Als Glaubenssatz wird hierbei der sprachliche Ausdruck über das subjektive Wahrheitsempfinden einer Person bezeichnet. Sie stellen für die Methode einen Ausdruck innerer Modelle dar, mit deren Hilfe ein Mensch Abbilder seiner Umwelt (sog. Landkarten) entwirft um sich sozial zu orientieren. Glaubenssätze werden in der NLP-Terminologie mit dem englischen Wort Belief zur Grundsatzarbeit für die Ressourcenorientierung herangezogen und sind mit Glaubenssätzen im religiösen Kontext nicht zu vergleichen.

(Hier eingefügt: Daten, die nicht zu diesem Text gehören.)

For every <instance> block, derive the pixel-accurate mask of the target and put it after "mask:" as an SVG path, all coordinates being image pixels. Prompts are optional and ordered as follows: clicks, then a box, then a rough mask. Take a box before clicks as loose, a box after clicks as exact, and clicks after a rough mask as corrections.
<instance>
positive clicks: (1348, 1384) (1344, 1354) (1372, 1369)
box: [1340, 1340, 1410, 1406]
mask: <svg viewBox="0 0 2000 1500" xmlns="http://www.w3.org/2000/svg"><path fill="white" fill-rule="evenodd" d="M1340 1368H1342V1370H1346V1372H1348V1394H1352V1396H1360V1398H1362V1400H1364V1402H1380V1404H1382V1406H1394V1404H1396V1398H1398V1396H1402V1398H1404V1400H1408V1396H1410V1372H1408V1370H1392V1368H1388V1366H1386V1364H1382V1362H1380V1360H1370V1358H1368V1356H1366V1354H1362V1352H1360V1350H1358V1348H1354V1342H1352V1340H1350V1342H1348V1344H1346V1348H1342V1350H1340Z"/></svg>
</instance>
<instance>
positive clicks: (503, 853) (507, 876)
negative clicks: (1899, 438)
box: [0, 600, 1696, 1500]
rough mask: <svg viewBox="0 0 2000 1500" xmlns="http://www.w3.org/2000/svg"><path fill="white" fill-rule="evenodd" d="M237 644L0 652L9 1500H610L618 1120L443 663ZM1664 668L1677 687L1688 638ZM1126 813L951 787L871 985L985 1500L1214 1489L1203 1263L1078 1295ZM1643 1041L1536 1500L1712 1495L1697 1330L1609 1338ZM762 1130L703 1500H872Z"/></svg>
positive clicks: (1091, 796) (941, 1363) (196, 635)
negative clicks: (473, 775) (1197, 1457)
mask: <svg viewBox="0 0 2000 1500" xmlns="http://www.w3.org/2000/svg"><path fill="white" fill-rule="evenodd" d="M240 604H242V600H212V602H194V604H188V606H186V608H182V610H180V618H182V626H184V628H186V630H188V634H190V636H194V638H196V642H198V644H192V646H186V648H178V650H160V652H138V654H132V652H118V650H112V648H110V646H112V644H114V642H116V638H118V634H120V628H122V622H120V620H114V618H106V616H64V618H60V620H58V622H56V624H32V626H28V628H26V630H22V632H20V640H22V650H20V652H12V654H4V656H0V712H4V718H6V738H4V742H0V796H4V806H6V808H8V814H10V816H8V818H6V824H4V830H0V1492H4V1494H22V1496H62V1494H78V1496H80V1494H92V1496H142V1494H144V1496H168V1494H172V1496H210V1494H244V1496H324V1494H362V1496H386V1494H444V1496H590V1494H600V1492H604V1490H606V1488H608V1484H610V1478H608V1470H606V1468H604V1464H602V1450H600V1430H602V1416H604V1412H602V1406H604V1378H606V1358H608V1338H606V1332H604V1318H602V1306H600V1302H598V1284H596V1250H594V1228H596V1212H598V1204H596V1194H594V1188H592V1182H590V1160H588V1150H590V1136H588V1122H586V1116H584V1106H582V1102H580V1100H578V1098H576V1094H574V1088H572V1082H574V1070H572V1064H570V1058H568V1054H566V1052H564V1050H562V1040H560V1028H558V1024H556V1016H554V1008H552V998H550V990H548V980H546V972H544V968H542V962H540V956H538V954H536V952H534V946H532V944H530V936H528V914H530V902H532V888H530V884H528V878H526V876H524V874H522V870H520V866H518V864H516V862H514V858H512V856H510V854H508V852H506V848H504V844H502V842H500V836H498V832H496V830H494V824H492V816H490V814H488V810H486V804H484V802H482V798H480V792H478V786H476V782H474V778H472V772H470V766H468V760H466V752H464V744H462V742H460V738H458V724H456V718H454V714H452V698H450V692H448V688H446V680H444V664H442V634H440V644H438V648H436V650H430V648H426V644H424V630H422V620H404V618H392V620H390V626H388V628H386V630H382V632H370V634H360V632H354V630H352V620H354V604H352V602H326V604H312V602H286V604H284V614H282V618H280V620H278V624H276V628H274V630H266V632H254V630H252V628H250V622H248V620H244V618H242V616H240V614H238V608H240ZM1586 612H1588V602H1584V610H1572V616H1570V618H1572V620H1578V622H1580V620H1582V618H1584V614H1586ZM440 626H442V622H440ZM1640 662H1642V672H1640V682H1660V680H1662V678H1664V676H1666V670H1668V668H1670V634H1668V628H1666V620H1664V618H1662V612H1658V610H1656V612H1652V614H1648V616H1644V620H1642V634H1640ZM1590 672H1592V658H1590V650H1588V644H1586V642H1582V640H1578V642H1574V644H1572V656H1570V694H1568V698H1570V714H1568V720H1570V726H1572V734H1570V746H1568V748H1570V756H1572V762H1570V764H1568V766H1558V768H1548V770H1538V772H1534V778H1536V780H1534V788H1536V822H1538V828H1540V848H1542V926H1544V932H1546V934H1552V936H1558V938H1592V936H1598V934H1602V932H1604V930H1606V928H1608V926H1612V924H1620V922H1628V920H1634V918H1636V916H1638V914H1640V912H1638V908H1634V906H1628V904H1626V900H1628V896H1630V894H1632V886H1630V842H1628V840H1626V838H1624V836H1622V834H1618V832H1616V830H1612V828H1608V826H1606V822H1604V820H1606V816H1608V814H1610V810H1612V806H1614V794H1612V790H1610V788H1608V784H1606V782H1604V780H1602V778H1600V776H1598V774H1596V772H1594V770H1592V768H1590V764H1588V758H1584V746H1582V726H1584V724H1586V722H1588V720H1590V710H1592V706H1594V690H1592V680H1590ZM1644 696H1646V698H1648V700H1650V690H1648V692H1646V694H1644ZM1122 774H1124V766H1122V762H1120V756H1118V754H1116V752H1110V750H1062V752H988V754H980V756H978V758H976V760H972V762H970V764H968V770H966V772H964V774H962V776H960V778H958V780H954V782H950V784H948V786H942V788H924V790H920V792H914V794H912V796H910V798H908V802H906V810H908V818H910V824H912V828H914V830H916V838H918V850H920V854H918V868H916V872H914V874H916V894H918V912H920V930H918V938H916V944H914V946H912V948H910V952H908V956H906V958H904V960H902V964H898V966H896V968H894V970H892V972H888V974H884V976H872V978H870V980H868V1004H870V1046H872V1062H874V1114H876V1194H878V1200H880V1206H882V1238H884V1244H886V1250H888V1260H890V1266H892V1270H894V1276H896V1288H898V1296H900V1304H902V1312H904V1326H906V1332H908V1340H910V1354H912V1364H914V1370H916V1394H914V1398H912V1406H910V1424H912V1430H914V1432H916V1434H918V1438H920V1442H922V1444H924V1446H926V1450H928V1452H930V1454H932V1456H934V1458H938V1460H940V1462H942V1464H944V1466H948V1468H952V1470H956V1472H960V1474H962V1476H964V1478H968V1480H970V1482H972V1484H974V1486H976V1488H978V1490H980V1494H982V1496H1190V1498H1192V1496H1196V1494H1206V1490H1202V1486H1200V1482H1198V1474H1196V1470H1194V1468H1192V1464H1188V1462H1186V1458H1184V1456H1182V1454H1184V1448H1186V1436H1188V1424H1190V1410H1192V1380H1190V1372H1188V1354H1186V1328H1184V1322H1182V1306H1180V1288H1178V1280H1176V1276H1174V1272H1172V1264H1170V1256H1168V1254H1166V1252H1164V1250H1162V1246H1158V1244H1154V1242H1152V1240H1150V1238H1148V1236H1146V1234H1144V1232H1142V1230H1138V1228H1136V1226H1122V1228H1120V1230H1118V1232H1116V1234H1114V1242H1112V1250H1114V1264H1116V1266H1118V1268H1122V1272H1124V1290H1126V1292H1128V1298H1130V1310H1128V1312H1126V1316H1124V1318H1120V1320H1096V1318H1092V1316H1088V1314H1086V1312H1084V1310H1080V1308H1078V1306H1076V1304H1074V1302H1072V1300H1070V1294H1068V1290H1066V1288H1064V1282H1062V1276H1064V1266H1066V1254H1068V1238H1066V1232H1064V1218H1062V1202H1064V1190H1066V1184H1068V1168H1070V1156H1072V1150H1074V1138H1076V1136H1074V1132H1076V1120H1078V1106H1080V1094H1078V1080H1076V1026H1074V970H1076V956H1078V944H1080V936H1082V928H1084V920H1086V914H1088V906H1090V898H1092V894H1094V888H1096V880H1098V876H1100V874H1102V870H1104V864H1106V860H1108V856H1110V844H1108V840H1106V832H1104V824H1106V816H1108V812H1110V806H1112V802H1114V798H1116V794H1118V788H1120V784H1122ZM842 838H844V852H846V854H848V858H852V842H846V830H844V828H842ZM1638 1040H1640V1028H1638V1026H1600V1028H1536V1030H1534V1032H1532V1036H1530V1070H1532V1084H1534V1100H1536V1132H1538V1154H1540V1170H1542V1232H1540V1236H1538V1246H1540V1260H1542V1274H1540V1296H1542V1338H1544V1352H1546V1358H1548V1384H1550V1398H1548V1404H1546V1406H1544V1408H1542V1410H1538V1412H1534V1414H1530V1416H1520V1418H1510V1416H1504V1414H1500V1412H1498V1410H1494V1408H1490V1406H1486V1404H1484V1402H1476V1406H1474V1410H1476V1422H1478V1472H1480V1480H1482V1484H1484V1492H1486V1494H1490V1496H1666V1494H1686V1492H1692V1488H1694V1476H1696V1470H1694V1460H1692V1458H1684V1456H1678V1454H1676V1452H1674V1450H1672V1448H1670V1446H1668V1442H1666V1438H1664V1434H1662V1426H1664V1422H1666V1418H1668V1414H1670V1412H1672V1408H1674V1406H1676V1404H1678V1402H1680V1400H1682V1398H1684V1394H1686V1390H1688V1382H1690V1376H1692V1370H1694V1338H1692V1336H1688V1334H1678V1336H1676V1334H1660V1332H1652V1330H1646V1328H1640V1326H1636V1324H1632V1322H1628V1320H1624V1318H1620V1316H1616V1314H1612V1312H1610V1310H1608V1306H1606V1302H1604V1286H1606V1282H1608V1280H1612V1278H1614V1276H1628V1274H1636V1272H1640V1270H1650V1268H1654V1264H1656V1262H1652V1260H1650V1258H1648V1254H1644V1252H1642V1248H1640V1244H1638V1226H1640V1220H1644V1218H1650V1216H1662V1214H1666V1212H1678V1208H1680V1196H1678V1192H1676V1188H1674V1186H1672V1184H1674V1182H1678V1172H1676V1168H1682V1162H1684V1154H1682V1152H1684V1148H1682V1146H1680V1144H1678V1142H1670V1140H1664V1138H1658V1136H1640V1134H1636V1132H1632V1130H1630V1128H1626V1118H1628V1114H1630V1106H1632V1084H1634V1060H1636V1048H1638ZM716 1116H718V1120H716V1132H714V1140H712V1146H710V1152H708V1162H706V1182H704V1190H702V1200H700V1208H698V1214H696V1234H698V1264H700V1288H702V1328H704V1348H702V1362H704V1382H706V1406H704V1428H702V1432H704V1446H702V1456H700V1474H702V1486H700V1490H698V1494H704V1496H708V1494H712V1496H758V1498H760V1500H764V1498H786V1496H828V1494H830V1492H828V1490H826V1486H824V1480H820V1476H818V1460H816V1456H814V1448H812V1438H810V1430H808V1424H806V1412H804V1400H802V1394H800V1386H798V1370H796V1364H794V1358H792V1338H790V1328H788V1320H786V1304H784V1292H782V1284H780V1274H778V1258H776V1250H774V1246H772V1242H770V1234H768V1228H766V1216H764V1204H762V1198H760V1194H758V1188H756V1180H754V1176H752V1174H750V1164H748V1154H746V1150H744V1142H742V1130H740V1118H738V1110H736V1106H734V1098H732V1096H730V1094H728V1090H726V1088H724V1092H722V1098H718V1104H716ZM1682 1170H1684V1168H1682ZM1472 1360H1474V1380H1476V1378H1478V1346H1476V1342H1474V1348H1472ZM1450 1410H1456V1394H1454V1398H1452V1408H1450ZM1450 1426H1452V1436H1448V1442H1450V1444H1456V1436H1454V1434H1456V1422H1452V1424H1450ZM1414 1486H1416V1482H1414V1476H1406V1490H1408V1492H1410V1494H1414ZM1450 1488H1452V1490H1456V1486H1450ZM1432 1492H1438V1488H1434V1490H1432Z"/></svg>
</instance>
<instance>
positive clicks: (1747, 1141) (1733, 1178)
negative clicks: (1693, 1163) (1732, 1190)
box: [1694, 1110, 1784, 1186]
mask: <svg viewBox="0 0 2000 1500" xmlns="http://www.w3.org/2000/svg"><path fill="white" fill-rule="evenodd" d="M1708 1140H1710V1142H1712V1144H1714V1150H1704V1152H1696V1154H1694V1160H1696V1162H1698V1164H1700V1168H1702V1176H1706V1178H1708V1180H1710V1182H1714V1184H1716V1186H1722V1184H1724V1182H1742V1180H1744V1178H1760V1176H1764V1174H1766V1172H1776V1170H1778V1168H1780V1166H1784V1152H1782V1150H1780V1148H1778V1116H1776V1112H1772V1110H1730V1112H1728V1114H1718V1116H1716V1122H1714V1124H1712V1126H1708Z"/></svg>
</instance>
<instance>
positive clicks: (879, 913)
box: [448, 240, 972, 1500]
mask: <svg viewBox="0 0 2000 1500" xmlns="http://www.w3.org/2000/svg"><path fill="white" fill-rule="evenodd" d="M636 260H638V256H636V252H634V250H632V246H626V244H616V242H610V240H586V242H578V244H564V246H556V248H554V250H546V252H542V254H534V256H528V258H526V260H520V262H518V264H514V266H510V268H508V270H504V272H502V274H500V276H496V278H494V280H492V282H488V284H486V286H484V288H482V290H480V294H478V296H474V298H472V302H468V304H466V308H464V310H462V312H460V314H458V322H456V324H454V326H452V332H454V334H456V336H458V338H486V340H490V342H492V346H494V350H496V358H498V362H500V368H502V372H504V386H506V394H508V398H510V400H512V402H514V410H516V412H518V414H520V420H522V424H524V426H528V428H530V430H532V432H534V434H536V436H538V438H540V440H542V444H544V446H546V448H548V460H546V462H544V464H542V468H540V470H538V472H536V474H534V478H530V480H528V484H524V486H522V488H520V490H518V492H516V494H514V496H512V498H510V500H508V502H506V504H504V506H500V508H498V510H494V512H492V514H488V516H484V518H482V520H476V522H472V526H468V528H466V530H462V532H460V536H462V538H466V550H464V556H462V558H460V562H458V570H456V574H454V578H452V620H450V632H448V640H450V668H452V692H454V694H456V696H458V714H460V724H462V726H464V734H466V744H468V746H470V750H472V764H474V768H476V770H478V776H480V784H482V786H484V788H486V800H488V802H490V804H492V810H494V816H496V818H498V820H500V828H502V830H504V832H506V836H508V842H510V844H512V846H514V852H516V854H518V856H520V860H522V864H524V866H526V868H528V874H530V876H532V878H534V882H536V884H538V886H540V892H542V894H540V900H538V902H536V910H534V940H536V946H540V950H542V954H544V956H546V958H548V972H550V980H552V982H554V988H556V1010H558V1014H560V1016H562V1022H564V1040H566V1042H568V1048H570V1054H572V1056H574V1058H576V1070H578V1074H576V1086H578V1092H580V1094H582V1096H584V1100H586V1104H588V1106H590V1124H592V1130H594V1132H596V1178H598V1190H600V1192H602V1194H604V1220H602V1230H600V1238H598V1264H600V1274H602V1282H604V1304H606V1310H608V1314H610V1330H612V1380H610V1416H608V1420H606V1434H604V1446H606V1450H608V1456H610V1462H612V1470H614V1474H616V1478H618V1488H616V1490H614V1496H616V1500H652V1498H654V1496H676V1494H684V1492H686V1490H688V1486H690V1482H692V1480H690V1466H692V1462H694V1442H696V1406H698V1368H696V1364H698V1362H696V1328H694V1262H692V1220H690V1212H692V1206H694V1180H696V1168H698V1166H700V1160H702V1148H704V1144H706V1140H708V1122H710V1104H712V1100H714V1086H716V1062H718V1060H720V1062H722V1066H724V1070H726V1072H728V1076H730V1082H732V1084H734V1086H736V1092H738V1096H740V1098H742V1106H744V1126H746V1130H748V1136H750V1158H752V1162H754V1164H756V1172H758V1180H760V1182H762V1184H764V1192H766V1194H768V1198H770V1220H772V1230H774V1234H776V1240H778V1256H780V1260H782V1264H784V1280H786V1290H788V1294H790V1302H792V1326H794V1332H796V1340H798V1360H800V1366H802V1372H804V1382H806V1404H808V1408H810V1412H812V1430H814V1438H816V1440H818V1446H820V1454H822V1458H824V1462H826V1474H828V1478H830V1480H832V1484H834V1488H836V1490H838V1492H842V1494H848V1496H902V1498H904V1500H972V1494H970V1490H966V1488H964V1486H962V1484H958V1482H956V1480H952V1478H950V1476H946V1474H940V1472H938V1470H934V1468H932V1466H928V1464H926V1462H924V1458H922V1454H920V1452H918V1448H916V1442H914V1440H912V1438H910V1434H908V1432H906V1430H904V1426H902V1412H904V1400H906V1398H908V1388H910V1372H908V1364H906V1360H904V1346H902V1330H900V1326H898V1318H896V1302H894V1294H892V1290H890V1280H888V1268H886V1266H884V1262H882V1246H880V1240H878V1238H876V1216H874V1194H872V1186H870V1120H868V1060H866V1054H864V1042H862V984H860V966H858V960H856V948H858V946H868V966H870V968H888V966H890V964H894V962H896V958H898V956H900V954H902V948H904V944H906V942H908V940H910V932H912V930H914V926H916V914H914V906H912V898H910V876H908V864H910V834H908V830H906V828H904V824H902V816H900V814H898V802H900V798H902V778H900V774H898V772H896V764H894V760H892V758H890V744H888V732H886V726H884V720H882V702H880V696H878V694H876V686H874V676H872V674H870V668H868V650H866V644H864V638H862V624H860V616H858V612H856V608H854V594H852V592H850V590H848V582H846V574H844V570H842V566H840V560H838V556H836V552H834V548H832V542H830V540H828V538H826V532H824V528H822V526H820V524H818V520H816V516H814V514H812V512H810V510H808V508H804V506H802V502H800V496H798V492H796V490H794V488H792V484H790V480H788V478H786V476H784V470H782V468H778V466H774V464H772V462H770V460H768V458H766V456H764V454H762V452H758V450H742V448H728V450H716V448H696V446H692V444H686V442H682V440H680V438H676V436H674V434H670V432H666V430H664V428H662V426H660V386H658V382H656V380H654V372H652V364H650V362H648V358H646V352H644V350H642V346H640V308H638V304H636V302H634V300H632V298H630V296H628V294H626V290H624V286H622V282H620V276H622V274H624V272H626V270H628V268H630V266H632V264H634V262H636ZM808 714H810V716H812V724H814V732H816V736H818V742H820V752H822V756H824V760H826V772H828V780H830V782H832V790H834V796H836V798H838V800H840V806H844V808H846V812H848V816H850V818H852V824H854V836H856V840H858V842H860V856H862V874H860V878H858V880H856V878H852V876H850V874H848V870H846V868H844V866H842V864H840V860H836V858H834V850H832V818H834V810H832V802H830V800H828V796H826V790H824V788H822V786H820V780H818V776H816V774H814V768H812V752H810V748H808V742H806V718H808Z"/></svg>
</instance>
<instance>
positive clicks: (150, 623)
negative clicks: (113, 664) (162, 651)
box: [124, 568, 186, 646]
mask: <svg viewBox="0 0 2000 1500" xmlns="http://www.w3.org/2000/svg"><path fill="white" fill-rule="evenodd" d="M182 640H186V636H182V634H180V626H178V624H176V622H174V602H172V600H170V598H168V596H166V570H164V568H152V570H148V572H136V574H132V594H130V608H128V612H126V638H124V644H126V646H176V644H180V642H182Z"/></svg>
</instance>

Ein sehr zentrales Instrument im NLP sind zwei bewusst erlernbare Fähigkeiten zum Gegenüber Rapport („eine gute Beziehung“) herzustellen. Rapport wird durch die intuitive oder bewusste Anwendung von Führung und Anpassung im Gespräch hergestellt: Pacing spiegelt den Kommunikationspartner und basiert auf der Erkenntnis, dass, wenn sich Menschen gut verstehen, sie sich angleichen (unter anderem in Tonfall, Lautstärke, Sprechtempo, Körperhaltung, Distanz, Direktheit des Auftretens). Leading hingegen eröffnet neue körpersprachliche oder tonale Signale um im Gespräch die Führung zu übernehmen. Dabei muss dies nicht im selben Augenblick wie beim Gegenüber geschehen, sondern kann auch zeitversetzt ablaufen und sollte sich im Gespräch mit Pacing abwechseln. Priorität hat hierbei nicht die Manipulation des Gegenüber, sondern der bewusste emotionale Kontakt.